In the next step, we examined the relationship between smoking frequency and reward-anticipation responses in these regions in the smoker group. Smoking frequency scores were calculated by averaging the scores from the European School Survey Project on Alcohol and Drugs questionnaires (18) for recent smoking frequency (over the last 30 days) and lifetime smoking frequency, two measures that were highly correlated in our group of 43 smokers (r=0.55, p=0.0001). fMRI activity in all left striatal regions showed negative correlations with smoking frequency (left ventral striatum: r=–0.23, p=0.054; left putamen: r=–0.41, p=0.004; Figure 2C). These correlations were still significant when subjects with a history of cannabis use (N=14) were excluded from the smokers group (left ventral striatum: r=–0.32, p=0.05; left putamen: r=–0.43, p=0.01). Similar correlations with smoking frequency were observed in the right striatum (right ventral striatum, two clusters: r=–0.20, p=0.10; r=–0.25, p=0.06; right putamen: r=–0.23, p=0.07), linking hypoactivation of these regions to the frequency of nicotine use. For completeness, we report results from a whole-brain analysis (see Method section) of the correlation with smoking frequency in the smokers group in the online Supplementary Table 3.

Finally, we formally tested for a present but low reward anticipation signal in the smokers, performing a triple conjunction analysis testing for regions exhibiting main effects of reward anticipation in each group separately but also showing a significant attenuation in the smokers (p<0.001, uncorrected for each contrast). Only the left ventral striatum showed this pattern (coordinates –8, 5, 1; t=3.71, df=74, p_SCV=0.04; Figure 3A). Furthermore, this region showed the same pattern as the ventral striatal peak in the group comparison discussed earlier, i.e., lower responses in the smokers were also observed when cannabis users were excluded (p=0.04), when subjects were matched for alcohol use (p=0.003), and when only mild smokers were included (p=0.06).

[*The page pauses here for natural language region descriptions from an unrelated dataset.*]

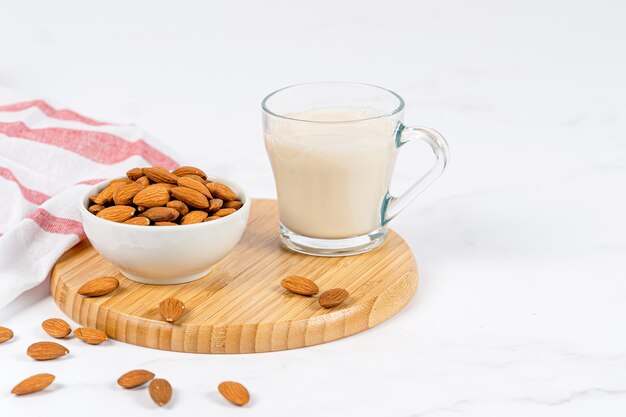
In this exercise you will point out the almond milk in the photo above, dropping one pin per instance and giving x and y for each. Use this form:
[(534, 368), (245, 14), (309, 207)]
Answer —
[(332, 177)]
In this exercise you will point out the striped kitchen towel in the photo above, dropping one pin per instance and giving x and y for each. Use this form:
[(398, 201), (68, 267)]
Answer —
[(48, 156)]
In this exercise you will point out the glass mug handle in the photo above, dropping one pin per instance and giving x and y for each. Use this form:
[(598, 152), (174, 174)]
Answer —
[(394, 205)]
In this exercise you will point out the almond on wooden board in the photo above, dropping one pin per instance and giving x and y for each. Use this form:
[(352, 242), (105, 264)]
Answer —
[(57, 328), (189, 170), (152, 196), (138, 221), (196, 216), (44, 351), (99, 287), (6, 334), (233, 204), (125, 194), (160, 391), (160, 174), (135, 173), (117, 214), (190, 197), (300, 285), (234, 392), (224, 212), (215, 204), (221, 191), (171, 309), (333, 297), (90, 335), (194, 185), (33, 384), (178, 206), (161, 214), (135, 378)]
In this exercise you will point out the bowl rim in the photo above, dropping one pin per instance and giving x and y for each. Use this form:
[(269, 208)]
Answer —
[(84, 198)]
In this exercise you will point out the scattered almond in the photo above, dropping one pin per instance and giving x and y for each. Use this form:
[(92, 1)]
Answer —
[(234, 392), (135, 378), (190, 197), (161, 214), (44, 351), (116, 213), (195, 216), (171, 309), (152, 196), (160, 174), (178, 206), (188, 170), (6, 334), (221, 191), (333, 297), (90, 335), (99, 287), (224, 212), (57, 328), (138, 221), (33, 384), (300, 285), (160, 391)]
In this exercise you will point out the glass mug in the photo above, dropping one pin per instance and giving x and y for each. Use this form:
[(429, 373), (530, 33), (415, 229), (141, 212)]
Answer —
[(333, 148)]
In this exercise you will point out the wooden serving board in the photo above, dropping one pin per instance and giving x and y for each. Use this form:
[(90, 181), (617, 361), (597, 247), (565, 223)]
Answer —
[(240, 306)]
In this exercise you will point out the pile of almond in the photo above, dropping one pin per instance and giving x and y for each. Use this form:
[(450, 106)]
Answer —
[(156, 196)]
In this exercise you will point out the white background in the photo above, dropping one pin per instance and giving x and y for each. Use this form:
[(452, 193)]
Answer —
[(521, 243)]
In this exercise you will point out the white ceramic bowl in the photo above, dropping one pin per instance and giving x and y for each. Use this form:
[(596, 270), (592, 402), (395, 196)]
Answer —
[(167, 254)]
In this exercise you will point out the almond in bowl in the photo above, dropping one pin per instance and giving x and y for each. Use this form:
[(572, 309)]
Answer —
[(124, 219)]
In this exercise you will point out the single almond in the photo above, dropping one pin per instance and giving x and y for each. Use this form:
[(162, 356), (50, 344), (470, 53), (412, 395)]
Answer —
[(161, 214), (152, 196), (44, 351), (138, 221), (190, 197), (195, 178), (160, 174), (178, 206), (233, 204), (57, 328), (117, 214), (135, 173), (33, 384), (135, 378), (171, 309), (195, 185), (196, 216), (234, 392), (160, 391), (90, 335), (333, 297), (99, 287), (300, 285), (5, 334), (189, 170), (95, 208), (222, 191), (126, 193), (224, 212), (215, 204), (145, 181)]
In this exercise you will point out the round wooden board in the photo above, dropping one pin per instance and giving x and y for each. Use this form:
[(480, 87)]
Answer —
[(240, 306)]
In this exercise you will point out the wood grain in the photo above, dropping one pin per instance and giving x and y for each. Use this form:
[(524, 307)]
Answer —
[(240, 306)]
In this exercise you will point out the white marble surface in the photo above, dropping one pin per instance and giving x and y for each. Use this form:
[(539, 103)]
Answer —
[(521, 244)]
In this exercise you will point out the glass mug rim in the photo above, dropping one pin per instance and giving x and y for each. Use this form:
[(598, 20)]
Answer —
[(398, 109)]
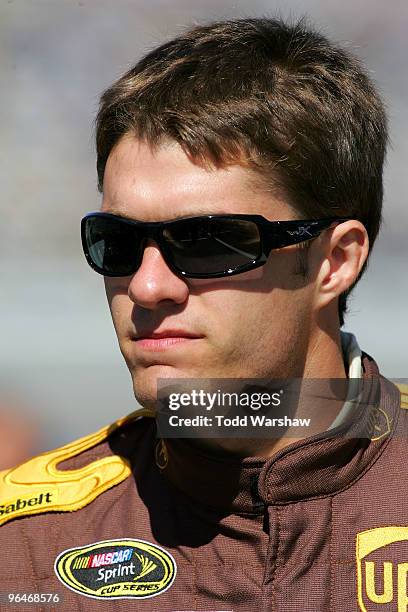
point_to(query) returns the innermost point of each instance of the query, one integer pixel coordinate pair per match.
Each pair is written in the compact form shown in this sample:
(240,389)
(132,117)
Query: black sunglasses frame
(273,235)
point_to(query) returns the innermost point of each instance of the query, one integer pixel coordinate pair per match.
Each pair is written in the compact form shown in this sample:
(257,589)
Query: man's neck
(316,401)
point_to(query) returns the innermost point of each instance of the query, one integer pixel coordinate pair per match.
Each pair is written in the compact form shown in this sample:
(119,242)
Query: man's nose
(154,282)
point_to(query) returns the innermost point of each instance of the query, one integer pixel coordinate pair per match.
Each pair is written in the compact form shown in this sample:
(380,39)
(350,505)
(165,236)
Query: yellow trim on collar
(404,395)
(37,486)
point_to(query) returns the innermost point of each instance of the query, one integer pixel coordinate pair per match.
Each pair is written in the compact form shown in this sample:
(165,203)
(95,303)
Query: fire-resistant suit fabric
(322,526)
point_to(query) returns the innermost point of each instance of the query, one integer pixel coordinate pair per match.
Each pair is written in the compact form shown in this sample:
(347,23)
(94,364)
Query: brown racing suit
(320,526)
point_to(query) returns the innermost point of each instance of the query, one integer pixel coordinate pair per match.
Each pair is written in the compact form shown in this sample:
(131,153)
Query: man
(241,172)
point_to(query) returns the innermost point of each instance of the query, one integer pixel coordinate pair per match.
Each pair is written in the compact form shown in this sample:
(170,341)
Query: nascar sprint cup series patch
(117,569)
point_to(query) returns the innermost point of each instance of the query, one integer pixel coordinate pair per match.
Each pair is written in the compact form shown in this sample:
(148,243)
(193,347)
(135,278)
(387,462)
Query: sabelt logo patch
(117,569)
(382,569)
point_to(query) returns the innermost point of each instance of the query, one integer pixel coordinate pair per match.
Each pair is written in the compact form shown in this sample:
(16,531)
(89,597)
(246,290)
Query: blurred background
(61,372)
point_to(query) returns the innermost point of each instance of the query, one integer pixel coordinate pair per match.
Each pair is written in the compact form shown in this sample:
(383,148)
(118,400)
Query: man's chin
(146,383)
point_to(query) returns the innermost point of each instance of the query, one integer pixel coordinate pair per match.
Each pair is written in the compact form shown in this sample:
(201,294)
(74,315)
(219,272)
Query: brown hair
(297,108)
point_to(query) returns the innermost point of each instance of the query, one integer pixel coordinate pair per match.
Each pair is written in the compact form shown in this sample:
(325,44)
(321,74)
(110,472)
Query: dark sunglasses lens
(211,246)
(112,245)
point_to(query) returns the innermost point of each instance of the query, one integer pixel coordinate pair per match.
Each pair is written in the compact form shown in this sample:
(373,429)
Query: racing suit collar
(315,467)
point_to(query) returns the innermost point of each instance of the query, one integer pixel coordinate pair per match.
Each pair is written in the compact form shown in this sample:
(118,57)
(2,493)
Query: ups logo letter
(382,569)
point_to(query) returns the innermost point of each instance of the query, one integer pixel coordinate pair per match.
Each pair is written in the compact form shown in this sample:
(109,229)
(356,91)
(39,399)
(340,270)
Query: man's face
(253,325)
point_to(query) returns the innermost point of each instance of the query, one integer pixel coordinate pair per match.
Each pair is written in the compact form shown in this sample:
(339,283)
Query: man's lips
(164,339)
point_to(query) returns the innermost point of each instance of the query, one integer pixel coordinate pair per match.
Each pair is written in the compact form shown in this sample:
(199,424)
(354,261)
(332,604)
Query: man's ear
(345,249)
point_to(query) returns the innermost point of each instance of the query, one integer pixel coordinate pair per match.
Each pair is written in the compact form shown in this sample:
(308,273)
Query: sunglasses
(210,246)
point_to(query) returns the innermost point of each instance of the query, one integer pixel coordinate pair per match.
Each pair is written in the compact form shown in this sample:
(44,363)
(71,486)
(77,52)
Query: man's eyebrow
(197,212)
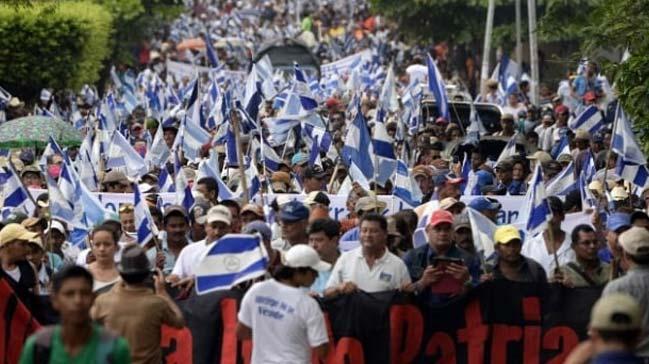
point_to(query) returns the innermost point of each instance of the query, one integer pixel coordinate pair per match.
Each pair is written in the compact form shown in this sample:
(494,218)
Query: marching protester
(342,162)
(286,323)
(76,339)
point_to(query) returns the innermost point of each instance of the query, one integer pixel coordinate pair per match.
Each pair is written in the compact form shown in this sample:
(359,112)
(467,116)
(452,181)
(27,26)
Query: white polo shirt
(535,248)
(388,273)
(189,258)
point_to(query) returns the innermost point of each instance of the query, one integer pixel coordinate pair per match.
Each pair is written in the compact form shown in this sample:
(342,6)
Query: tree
(619,25)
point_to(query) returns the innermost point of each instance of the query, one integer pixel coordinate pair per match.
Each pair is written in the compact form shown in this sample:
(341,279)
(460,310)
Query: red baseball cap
(440,217)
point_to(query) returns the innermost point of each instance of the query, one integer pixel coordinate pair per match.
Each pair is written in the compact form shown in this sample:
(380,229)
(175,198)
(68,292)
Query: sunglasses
(126,208)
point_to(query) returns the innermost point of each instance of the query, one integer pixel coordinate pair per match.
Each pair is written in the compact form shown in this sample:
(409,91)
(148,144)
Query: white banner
(343,66)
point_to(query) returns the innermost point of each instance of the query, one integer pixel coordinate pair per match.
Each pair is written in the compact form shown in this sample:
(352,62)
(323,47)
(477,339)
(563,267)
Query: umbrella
(35,131)
(192,43)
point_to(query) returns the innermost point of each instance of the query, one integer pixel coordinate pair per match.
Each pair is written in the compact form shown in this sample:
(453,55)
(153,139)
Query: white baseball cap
(304,256)
(219,213)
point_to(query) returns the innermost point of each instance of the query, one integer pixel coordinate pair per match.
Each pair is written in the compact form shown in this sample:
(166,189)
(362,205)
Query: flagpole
(237,137)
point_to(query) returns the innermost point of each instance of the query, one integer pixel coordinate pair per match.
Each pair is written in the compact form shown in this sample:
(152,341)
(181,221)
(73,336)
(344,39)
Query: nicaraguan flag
(405,186)
(233,259)
(437,88)
(301,88)
(143,220)
(591,119)
(536,210)
(358,150)
(482,230)
(562,183)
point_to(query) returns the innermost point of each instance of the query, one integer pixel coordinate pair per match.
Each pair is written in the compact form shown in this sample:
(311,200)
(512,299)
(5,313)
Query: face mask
(151,255)
(54,171)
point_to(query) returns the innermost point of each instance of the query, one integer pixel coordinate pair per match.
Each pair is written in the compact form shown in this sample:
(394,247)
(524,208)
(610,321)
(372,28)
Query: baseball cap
(484,203)
(421,171)
(440,217)
(115,176)
(304,256)
(506,233)
(618,193)
(133,261)
(175,210)
(313,172)
(219,213)
(260,227)
(299,159)
(635,241)
(317,197)
(616,312)
(369,203)
(293,211)
(450,202)
(618,220)
(56,225)
(253,208)
(582,134)
(540,156)
(461,221)
(198,212)
(13,232)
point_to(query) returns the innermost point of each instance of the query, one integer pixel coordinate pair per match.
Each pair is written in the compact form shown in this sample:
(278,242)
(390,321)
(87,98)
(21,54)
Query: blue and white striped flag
(143,220)
(536,210)
(562,183)
(631,161)
(405,186)
(301,88)
(437,88)
(358,150)
(591,119)
(122,155)
(233,259)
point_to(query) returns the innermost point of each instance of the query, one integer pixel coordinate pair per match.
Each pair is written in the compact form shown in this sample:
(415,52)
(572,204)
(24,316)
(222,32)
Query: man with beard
(509,263)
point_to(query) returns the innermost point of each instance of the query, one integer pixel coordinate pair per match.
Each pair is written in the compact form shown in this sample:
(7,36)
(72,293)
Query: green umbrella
(35,131)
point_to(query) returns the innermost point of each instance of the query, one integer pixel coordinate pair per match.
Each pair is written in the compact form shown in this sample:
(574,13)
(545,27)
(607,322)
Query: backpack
(43,346)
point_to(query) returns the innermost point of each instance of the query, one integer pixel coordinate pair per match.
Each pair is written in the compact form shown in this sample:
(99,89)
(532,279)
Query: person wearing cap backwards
(293,220)
(252,212)
(217,224)
(371,267)
(587,270)
(615,328)
(284,322)
(509,263)
(350,239)
(31,177)
(323,237)
(504,175)
(313,179)
(616,224)
(76,339)
(176,227)
(116,182)
(57,240)
(489,207)
(635,255)
(421,261)
(138,306)
(14,265)
(197,219)
(541,248)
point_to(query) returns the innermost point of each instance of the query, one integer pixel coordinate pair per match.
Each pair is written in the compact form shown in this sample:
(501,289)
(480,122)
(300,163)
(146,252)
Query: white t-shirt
(285,321)
(189,258)
(388,273)
(535,248)
(418,73)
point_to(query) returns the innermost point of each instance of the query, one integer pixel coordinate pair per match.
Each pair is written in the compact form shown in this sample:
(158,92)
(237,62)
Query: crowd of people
(108,291)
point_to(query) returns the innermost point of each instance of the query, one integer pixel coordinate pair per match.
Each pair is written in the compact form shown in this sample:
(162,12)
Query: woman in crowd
(103,269)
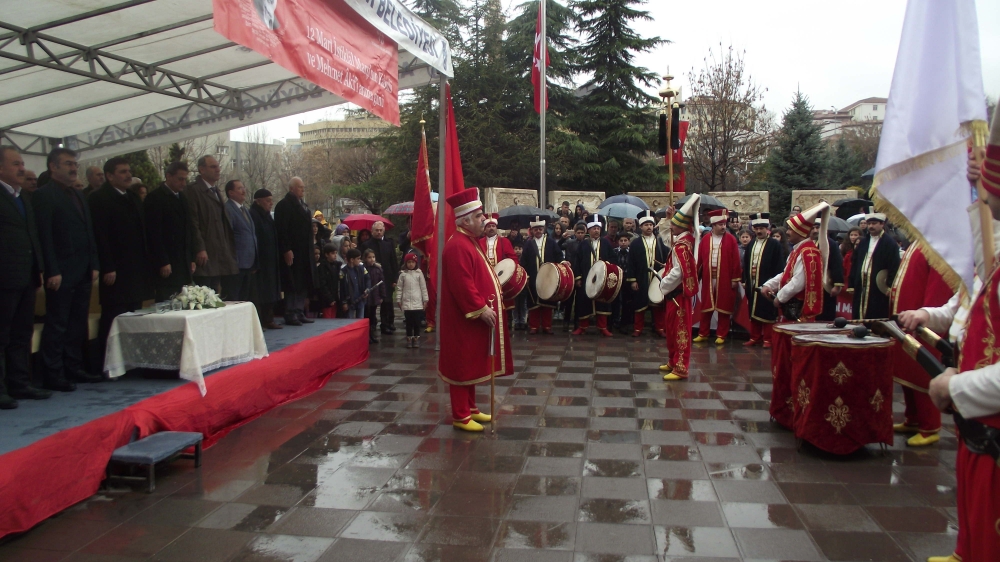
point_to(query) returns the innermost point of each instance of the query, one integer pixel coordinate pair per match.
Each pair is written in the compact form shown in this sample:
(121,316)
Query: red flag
(679,176)
(536,66)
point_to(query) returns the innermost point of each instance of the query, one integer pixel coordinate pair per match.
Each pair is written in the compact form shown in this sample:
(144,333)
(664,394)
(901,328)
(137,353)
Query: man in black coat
(120,233)
(20,276)
(168,233)
(268,282)
(69,253)
(385,255)
(873,269)
(293,222)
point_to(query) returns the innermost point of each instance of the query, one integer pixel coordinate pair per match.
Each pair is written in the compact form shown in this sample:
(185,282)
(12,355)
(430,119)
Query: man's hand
(940,394)
(913,319)
(490,317)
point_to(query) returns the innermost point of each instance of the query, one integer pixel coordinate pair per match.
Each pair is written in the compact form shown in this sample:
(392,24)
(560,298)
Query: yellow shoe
(919,440)
(470,425)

In light of the observed differences in reaction times between groups, we correlated individual responses to reward anticipation in the ventral striatum (at the peak of the triple conjunction) with individual differences in reaction times. There was a negative correlation of ventral striatal activation with reaction time, such that faster-responding subjects showed greater ventral striatal activation. The correlations were similar in the two groups, and the relationships between activation and reaction times for hits are shown in Figure 3B; the correlation fell short of significance in the comparison subjects. Similar correlations were observed in analyses using mean reaction times for misses and for overall reaction times (data not shown).